Interdiction d'une publication par le Premier ministre : Le silence de l'Administration devant le juge suffit à caractériser l'excès de pouvoir (Cass. adm. 2001)
La Cour Suprême a annulé une décision du Premier ministre interdisant une publication pour excès de pouvoir. Elle a jugé que l'administration doit justifier ses décisions devant le juge, même si non motivées initialement. Son silence en justice équivaut à une absence de justification, portant atteinte à la liberté de la presse.
Points clés
- L'administration doit justifier ses décisions (faits et droit) devant le juge administratif, même si non motivées initialement.
- Le silence de l'administration devant le juge (absence de mémoire en défense) est assimilé à une absence totale de justification, caractérisant l'excès de pouvoir.
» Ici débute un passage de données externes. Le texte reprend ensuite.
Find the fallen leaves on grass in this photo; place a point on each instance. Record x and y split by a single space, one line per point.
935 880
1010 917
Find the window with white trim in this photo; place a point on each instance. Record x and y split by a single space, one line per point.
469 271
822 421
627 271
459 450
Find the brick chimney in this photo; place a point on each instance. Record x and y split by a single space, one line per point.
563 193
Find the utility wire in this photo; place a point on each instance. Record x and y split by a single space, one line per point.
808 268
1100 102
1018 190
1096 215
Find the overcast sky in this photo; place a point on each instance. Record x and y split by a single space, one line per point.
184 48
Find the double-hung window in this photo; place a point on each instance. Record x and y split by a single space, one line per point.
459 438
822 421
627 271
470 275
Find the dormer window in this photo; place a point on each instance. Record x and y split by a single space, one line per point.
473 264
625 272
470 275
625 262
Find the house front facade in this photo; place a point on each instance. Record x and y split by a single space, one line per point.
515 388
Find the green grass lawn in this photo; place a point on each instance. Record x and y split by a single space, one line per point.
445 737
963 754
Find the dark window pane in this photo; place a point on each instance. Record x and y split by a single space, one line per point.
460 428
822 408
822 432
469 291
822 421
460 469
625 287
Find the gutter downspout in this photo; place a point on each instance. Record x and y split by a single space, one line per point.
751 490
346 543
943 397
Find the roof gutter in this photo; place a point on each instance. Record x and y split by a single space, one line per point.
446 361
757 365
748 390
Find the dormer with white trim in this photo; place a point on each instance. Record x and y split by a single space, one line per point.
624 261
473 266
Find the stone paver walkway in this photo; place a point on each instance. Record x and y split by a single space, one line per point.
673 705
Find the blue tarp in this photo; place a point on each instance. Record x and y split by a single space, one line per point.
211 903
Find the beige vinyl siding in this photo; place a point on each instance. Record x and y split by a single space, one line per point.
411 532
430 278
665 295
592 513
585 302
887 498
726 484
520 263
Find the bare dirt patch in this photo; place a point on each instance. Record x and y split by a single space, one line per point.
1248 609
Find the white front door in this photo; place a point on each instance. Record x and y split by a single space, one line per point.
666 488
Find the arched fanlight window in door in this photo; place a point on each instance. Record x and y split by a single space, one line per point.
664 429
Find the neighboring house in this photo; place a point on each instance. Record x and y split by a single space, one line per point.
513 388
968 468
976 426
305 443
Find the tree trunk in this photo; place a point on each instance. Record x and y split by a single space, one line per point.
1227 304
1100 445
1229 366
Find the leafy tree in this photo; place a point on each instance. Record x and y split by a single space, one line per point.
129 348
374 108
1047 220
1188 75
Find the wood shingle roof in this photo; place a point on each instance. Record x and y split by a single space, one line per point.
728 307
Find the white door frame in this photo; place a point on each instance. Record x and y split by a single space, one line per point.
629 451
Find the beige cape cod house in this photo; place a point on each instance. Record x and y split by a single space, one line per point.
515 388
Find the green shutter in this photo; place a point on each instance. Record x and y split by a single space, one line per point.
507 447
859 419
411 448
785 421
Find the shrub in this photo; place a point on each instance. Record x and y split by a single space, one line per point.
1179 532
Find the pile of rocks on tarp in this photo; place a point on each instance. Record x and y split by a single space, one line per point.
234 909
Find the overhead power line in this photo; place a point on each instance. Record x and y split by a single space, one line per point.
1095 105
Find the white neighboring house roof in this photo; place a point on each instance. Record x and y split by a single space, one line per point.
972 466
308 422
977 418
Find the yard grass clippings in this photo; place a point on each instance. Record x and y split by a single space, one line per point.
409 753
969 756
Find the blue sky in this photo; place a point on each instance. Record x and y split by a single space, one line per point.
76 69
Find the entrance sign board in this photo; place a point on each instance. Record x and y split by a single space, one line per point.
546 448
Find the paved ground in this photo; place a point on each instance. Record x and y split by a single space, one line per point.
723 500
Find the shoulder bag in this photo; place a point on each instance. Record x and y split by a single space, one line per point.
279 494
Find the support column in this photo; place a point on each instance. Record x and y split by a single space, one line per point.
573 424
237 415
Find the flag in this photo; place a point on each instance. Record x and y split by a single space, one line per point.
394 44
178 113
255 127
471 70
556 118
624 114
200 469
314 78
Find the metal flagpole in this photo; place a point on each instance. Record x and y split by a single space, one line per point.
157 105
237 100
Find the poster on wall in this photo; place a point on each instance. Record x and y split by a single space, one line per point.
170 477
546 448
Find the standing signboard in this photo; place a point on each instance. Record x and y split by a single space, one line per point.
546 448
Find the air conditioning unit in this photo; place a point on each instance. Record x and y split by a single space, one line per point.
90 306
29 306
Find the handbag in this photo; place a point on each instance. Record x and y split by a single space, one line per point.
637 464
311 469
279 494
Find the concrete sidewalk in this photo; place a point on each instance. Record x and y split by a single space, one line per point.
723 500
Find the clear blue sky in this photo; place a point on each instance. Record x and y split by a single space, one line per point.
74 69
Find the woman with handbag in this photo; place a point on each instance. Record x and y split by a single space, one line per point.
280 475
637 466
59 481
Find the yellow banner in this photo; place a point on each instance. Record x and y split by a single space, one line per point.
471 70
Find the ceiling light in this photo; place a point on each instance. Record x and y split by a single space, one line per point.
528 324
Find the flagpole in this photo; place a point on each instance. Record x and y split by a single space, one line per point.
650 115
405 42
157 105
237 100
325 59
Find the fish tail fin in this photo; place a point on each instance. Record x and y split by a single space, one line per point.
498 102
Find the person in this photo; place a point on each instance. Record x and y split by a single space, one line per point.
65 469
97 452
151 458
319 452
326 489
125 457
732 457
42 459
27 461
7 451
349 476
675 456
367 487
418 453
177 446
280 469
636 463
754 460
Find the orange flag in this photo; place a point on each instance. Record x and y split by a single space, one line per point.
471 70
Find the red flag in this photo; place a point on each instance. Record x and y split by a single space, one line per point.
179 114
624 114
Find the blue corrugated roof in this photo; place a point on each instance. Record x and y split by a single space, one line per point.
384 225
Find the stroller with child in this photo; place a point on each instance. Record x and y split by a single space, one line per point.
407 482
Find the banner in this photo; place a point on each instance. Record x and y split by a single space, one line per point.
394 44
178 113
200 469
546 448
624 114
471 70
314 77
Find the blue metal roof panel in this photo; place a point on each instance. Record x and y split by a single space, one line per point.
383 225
- La liberté de la presse est le principe ; l'interdiction est l'exception, nécessitant une justification solide pour être légale.
Résumé
La Chambre administrative de la Cour Suprême a annulé pour excès de pouvoir une décision verbale du Premier ministre interdisant une publication périodique. La juridiction a affirmé un principe fondamental : bien que l'administration ne soit pas tenue de motiver formellement ses décisions au moment de leur émission, elle a l'obligation impérative de fournir au juge administratif, saisi d'un recours, les raisons de fait et de droit qui les justifient. Cette exigence de justification a posteriori est jugée indispensable pour permettre au juge d'exercer son contrôle de légalité. La Cour a souligné que l'administration ne peut se soustraire à cette obligation en invoquant son pouvoir discrétionnaire, car un tel refus viderait de sa substance le contrôle juridictionnel et porterait atteinte aux libertés fondamentales, notamment la liberté de la presse. Dans le cas d'espèce, le silence de l'Administration, qui n'a produit aucun mémoire en défense, a été assimilé à une absence totale de justification. Rappelant que la liberté de la presse est le principe et l'interdiction l'exception, la Haute juridiction a conclu que l'absence de motifs démontrés entachait la décision d'excès de pouvoir, justifiant son annulation.
Texte
La Chambre administrative de la Cour Suprême a annulé pour excès de pouvoir la décision verbale du Premier ministre portant interdiction d'une publication périodique. La juridiction juge que si l'Administration n'est pas tenue de motiver formellement sa décision au moment de son émission, elle a en revanche l'obligation de présenter au juge administratif saisi d'un recours les raisons de fait et de droit qui la justifient. Cette exigence de justification a posteriori est la condition nécessaire à l'exercice du contrôle de légalité par le juge. L'Administration ne peut s'abriter derrière son pouvoir discrétionnaire pour s'y soustraire, car un tel refus viderait de sa substance le contrôle juridictionnel et porterait atteinte aux libertés fondamentales. En l'espèce, le silence de l'Administration, qui n'a produit aucun mémoire en défense, a été assimilé à une absence totale de justification. Rappelant que la liberté de la presse, consacrée par le Code de la presse, est le principe et l'interdiction l'exception, la Haute juridiction en déduit que l'absence de motifs démontrés entache la décision d'excès de pouvoir, justifiant son annulation.